You know the difference between selfish, self-centered leadership and leading with the focus and intent to make everyone around you better, that is to help them along  in becoming the best they can be at what they do or contribute to the group. It comes from a place of humility, understanding that helping those around you achieve, may take the spotlight away from your own achievement and success as society views it. In fact you expect that it will do just that, and that is ok because the focus is not about you but those lives you impact and contribute to.

I have to tell you that my past is full of failure in this area, especially with my family. Looking back it was like a perfect storm. The ignorance and self centeredness of youth. The lack of mentor leaders I allowed close to me then. The volatile circumstances that occurred. Poor judgement, bad choices, focus on myself, not being thoughtful and intentional in responding to negative events within my marriage, misperceptions about myself and my part in all of this. Everything spiraled out of control, going from a place of incredible blessing and success to anger, bad choices and the destruction of my family.

Like some of you do now, I carried around a huge load of guilt, rightly deserved by the way, and became nothing. Nothing was vital to me anymore, no passion for anything. My oldest son took his own life and I took all of the blame upon myself. I was his father, I am his father, I have responsibility there.

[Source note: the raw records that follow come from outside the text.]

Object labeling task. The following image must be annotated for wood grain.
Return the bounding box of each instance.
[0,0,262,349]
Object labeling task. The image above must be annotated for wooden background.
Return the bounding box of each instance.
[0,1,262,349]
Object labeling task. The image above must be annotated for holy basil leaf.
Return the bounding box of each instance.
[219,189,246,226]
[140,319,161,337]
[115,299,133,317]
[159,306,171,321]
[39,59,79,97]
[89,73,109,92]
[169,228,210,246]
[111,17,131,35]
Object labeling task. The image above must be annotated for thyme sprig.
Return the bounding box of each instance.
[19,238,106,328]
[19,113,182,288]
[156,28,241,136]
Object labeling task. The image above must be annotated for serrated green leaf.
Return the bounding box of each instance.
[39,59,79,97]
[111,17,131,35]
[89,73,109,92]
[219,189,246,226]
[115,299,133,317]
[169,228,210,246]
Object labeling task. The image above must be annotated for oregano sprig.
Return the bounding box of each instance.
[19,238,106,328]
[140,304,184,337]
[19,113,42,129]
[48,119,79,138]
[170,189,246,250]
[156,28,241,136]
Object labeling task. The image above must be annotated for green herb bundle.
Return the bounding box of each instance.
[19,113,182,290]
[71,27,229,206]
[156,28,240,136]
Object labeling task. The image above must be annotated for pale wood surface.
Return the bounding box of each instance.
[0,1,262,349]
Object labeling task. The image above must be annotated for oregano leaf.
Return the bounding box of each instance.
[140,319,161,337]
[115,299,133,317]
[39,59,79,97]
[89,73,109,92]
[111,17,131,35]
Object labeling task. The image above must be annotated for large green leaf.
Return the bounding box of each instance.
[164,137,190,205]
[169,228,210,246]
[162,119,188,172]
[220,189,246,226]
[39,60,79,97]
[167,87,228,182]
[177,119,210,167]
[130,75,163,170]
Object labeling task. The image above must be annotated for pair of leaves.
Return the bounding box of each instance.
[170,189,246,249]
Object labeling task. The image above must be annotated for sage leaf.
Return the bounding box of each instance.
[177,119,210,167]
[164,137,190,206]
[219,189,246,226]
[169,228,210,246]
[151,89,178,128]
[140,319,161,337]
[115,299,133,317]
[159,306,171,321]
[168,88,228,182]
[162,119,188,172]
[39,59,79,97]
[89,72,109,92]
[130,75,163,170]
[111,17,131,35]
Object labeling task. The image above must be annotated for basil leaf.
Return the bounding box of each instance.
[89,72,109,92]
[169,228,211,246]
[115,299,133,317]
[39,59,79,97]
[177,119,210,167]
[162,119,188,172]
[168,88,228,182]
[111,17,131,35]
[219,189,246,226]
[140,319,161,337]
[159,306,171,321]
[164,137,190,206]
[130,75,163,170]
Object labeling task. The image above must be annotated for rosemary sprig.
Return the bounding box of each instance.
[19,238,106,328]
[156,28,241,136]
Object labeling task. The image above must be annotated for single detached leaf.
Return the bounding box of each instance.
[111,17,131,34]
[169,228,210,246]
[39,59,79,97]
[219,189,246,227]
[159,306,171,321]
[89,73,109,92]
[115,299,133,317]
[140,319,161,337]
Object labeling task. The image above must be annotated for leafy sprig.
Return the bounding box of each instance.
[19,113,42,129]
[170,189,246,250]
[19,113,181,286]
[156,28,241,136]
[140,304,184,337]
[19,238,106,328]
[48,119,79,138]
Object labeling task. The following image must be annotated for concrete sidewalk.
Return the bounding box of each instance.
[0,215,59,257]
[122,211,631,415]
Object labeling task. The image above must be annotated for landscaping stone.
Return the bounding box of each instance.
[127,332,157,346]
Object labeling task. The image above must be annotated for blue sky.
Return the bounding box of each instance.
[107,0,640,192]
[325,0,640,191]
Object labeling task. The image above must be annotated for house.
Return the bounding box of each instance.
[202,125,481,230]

There were so many lives I damaged, so much harm done to people I loved the most and it seemed to be totally out of my control. This says nothing about the peripheral damage from lack of leadership to all of those lives I touched during those years when I was drifting. Lives that I might have influenced and encouraged instead of being depressed and self-absorbed. I needed some sort of intervention and in my experience I have to say only God could provide what I needed. Thankfully He did. I was able to give Him my guilt. The guilt that I created and deserved, He took upon His own shoulders and set me free to live again.

So what about it? Where are you in this picture? What kind of inward looking system do you have in place to keep you honest with yourself and focused on others and their developement, even if it means you get none of the credit for their accomplishments. What does your humility standard look like? How can you get out from under the guilt that you know is keeping you down? How can you get back the sence that you are not out of control, just riding the wind where ever it takes you? Who do you allow close enough to speak the truth into your life, to hold you accountable and guide you to face yourself and your responsibilities? These are things for us to consider and discuss. We each have a story and have found some of the answers that together make us all better as we build a culture of men that lead, empower and encourage now and for the next group of young men perpetually.